Durante o seminário, o presidente da FPBio, Alceu Moreira, celebrou os avanços na discussão do PL e destacou que a produção de biodiesel vai além da descarbonização do transporte pesado, promovendo a agroindustrialização do interior do país e gerando empregos e renda. “É uma maneira inteligente de agregar valor à produção agropecuária”, afirmou.

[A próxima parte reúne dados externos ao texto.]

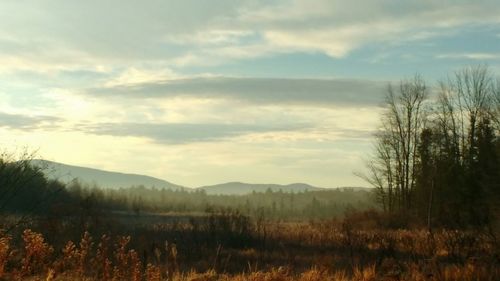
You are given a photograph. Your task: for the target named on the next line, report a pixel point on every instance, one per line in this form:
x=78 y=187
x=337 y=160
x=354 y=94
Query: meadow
x=231 y=246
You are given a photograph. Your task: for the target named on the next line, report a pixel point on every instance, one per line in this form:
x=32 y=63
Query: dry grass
x=393 y=255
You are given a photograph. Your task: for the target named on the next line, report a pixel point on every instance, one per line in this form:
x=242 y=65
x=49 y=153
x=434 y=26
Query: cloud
x=28 y=123
x=179 y=133
x=61 y=35
x=471 y=56
x=318 y=92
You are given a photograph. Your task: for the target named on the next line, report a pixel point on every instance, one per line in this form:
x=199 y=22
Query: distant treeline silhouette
x=25 y=190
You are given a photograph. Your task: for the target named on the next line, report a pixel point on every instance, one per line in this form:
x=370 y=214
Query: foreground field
x=233 y=248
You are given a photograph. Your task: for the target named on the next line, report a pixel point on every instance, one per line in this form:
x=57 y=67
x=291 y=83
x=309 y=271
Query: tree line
x=436 y=154
x=26 y=192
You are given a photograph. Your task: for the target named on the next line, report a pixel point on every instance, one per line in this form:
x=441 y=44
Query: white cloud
x=471 y=56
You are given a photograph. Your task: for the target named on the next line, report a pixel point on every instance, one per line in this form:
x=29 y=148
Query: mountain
x=105 y=179
x=240 y=188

O deputado Arnaldo Jardim ressaltou que o biodiesel brasileiro demonstra a capacidade do país de produzir biocombustíveis sem comprometer a produção de alimentos, além de impulsionar a cadeia produtiva de proteínas animais devido ao aumento da oferta de farelo de soja para ração animal.

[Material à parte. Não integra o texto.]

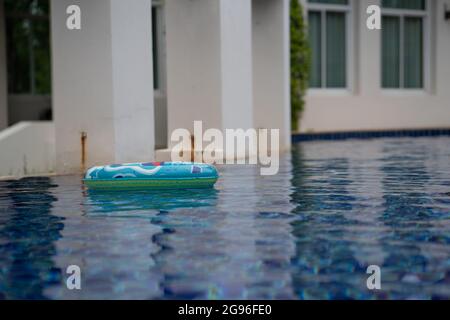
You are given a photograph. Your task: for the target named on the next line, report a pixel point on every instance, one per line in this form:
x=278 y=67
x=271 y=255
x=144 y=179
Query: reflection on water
x=307 y=233
x=27 y=235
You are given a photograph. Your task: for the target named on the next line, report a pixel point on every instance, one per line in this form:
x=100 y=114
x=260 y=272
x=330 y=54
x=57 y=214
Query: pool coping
x=369 y=134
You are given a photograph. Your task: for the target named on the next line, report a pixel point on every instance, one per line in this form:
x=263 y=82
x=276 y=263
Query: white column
x=236 y=63
x=103 y=83
x=271 y=75
x=3 y=72
x=209 y=64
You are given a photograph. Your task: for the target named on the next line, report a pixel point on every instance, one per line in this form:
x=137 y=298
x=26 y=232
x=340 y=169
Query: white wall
x=102 y=83
x=3 y=72
x=193 y=63
x=367 y=106
x=209 y=64
x=271 y=67
x=236 y=63
x=27 y=148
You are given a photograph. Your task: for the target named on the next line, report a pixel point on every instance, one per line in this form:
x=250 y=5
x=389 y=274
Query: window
x=403 y=24
x=28 y=43
x=328 y=36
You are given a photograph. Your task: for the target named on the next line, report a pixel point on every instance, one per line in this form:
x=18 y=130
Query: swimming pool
x=309 y=232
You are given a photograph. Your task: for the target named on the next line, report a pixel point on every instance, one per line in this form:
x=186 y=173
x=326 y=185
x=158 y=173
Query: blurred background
x=114 y=90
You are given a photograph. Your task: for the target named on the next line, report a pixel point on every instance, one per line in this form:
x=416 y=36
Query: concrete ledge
x=27 y=148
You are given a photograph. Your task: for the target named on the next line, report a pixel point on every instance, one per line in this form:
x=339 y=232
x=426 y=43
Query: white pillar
x=3 y=72
x=271 y=67
x=209 y=64
x=103 y=83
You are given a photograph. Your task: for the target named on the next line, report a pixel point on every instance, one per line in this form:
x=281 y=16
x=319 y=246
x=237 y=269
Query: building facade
x=394 y=78
x=115 y=89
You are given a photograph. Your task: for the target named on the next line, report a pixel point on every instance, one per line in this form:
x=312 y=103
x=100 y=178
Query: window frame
x=348 y=9
x=402 y=14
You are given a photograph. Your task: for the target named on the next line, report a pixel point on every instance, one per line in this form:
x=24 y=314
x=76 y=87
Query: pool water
x=309 y=232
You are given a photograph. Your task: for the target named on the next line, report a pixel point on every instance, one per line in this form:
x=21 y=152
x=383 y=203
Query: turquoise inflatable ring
x=151 y=175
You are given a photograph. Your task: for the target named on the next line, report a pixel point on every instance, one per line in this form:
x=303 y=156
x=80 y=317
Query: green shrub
x=300 y=62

Alexandre Alonso Alves, chefe da Embrapa Agroenergia, destacou a possibilidade de integrar a agricultura com biorrefinarias para a industrialização de diversos produtos. Uallace Moreira Lima, secretário nacional de Desenvolvimento Industrial, Inovação, Comércio e Serviços do MDIC, enfatizou que a expansão da produção de biodiesel agrega valor à cadeia produtiva do agronegócio. Marlon Arraes Jardim Leal, diretor do Departamento de Biocombustíveis do MME, apontou o biodiesel como uma solução crucial para a descarbonização do setor de transportes pesados, um desafio importante na luta contra a mudança climática.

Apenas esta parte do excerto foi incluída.